Repository files navigation

🚀 Kubernetes Auto-Scaling Intelligence Engine

CI Python 3.11 Kubernetes License: MIT

An intelligent auto-scaling system that predicts traffic patterns using Machine Learning, dynamically adjusts Kubernetes HPA scaling rules, and reduces infrastructure costs while maintaining SLA guarantees.

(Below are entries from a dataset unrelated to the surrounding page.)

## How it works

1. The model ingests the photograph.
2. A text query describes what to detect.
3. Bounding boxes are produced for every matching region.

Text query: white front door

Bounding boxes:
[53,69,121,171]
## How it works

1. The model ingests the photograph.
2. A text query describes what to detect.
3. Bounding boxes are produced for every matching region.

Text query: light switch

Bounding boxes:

KubASIE Dashboard Overview

🔮 Machine Learning Predictions

KubASIE uses advanced time-series forecasting (Prophet & LSTM) to predict future resource spikes before they happen.

ML Predictions Chart

💰 Cost & Resource Optimization

Track your compute savings and exact scaling decisions dynamically.

Cost Savings Dashboard

✨ Key Features

Feature Description
🔮 Predictive Scaling LSTM & Prophet models forecast traffic 15-60 minutes ahead
Hybrid Policy Engine Combines reactive thresholds with ML predictions
💰 Cost Optimization Tracks savings vs. max-replicas baseline
🛡️ SLA Monitoring Real-time compliance tracking with alerts
📊 REST API FastAPI with auto-generated Swagger docs
🐳 Fully Containerized Docker + Kubernetes + Helm ready
🧪 Comprehensive Tests Unit tests for every component
🔄 CI/CD Pipeline GitHub Actions with lint, test, build

🏗️ Architecture

┌──────────────┐     ┌──────────────┐      ┌──────────────────┐
│  Target App  │────▶│  Prometheus  │────▶│ Metrics Collector│
│  (Flask)     │     │              │      │ (→ InfluxDB)     │
└──────┬───────┘     └──────────────┘      └────────┬─────────┘
       │                                           │
       │  ┌──────────────────────────────────────┐ │
       │  │         ML Predictor                 │ │
       │  │  (Prophet + LSTM Traffic Forecast)   │◀┘
       │  └────────────────┬─────────────────────┘
       │                   │
       │  ┌────────────────▼─────────────────────┐
       │  │         Scaling Engine               │
       │  │  (Hybrid Policy + K8s Controller)    │
       │  │  (Cost Optimizer + SLA Monitor)      │
       │  └────────────────┬─────────────────────┘
       │                   │
       ▼                   ▼
  ┌─────────┐      ┌─────────────┐       ┌──────────┐
  │ K8s HPA │◀─────│  REST API   │◀─────│ Dashboard│
  │(Patched)│      │  (FastAPI)  │       │ (React)  │
  └─────────┘      └─────────────┘       └──────────┘

📁 Project Structure

├── target-app/          # Flask workload with Prometheus metrics
├── metrics-collector/   # Prometheus → InfluxDB pipeline
├── ml-predictor/        # Prophet + LSTM traffic prediction
├── scaling-engine/      # Hybrid policy + K8s HPA controller
├── api-server/          # FastAPI REST API (15+ endpoints)
├── dashboard/           # React dashboard (Vite + Recharts)
├── helm/                # Helm chart for one-command deployment
├── infra/               # K8s manifests, Prometheus, InfluxDB, Grafana
├── load-testing/        # Locust traffic simulation
├── .github/workflows/   # CI/CD pipeline (lint + test + docker build)
└── docker-compose.yml   # Local development environment

🚀 Quick Start

Prerequisites

Requirement Version Notes
Git Any To clone the repository
Docker Desktop 4.x+ Must be running before starting
Docker Compose v2+ Included with Docker Desktop
Node.js 20+ Only needed for dashboard dev mode (optional)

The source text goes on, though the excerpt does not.